Other homages came from writer and sometimes-curator Hilton Als, artist Mark Bradford, Ford Foundation president Darren Walker and Will Ferrell, who identified himself as a “street performer”—“stripper!” yelled a heckler, or friend—in a nutty roast that provided much-needed comic relief. “I’ve been sitting at my table and listening to everyone drone on and on about how great Annie Philbin is,” he said. “And I’m thinking to myself: are they talking about the same monster that I know?” He took the bit as far, maybe farther, than it could go.
Philbin’s own speech briefly addressed “the violent clashes on the campus of UCLA” and reaffirmed the Hammer’s mission as a forum for “dialogue around some of the most fractious and difficult subjects of our time” before going on to describe the museum’s work supporting “hundreds, maybe even thousands, of amazing artists”. Tearing up more than once, Philbin ended her talk by thanking the many museum directors in attendance, with a special call-out to Connie Butler, who left a post as the Hammer’s chief curator to lead MoMA PS1 in New York. The last nod went to Philbin’s wife, communications guru Cynthia Wornham, which brought people to their feet.

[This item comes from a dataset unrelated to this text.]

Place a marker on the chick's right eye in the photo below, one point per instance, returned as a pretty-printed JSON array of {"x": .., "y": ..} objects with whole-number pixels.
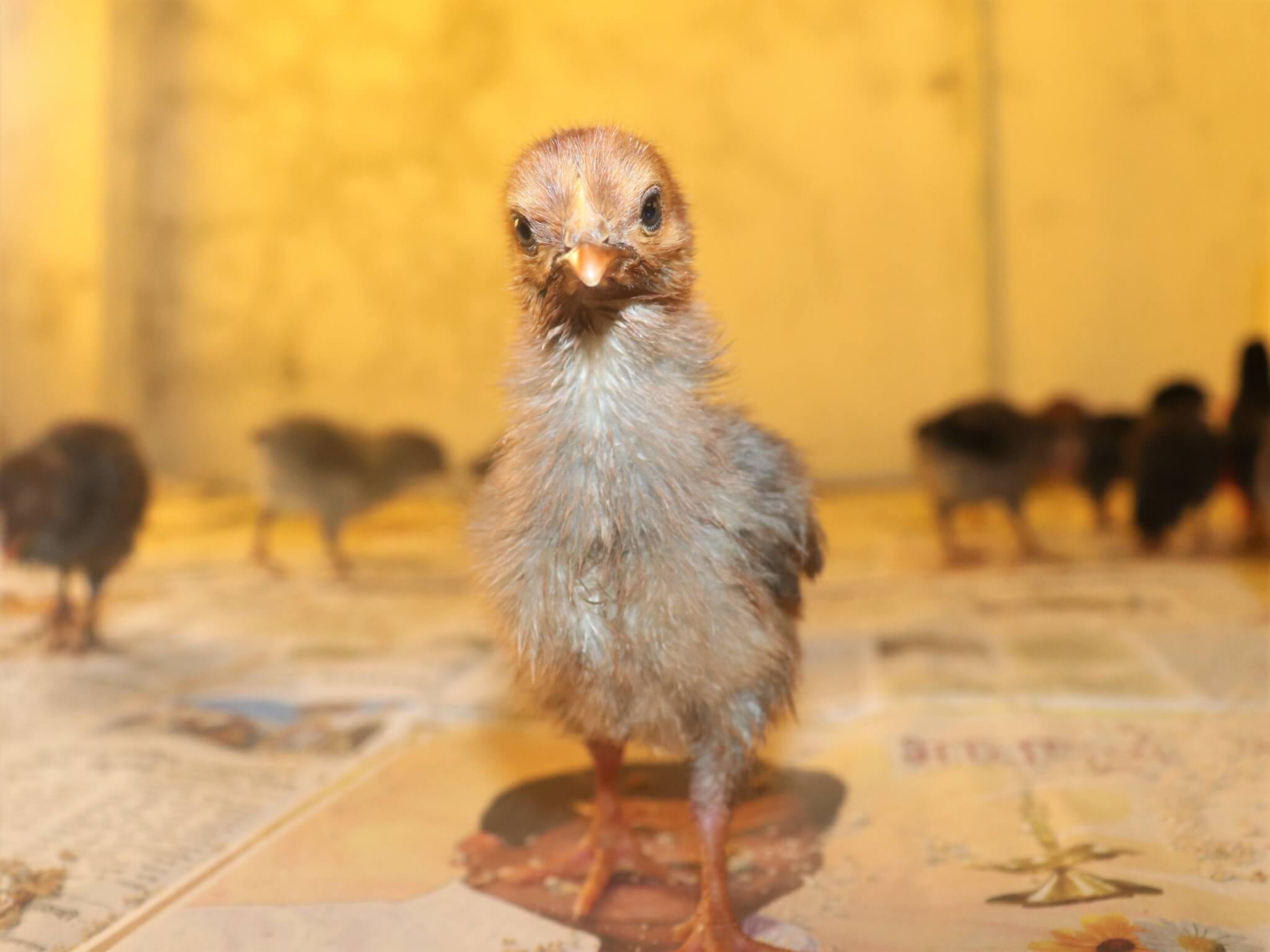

Philbin announced that the gala cleared $2.5m, the largest net yet. There was no official comment on the search now underway for the next director, which is being led by the firm Isaacson, Miller, but plenty of dinner-table chatter about it. You could hear many variations on the same theme: it’s hard to imagine the Hammer without Annie. The director of the San Jose Museum of Art, S. Sayre Batton, made another point. “What a nice job for the next person,” she said. “Everything’s in perfect order.”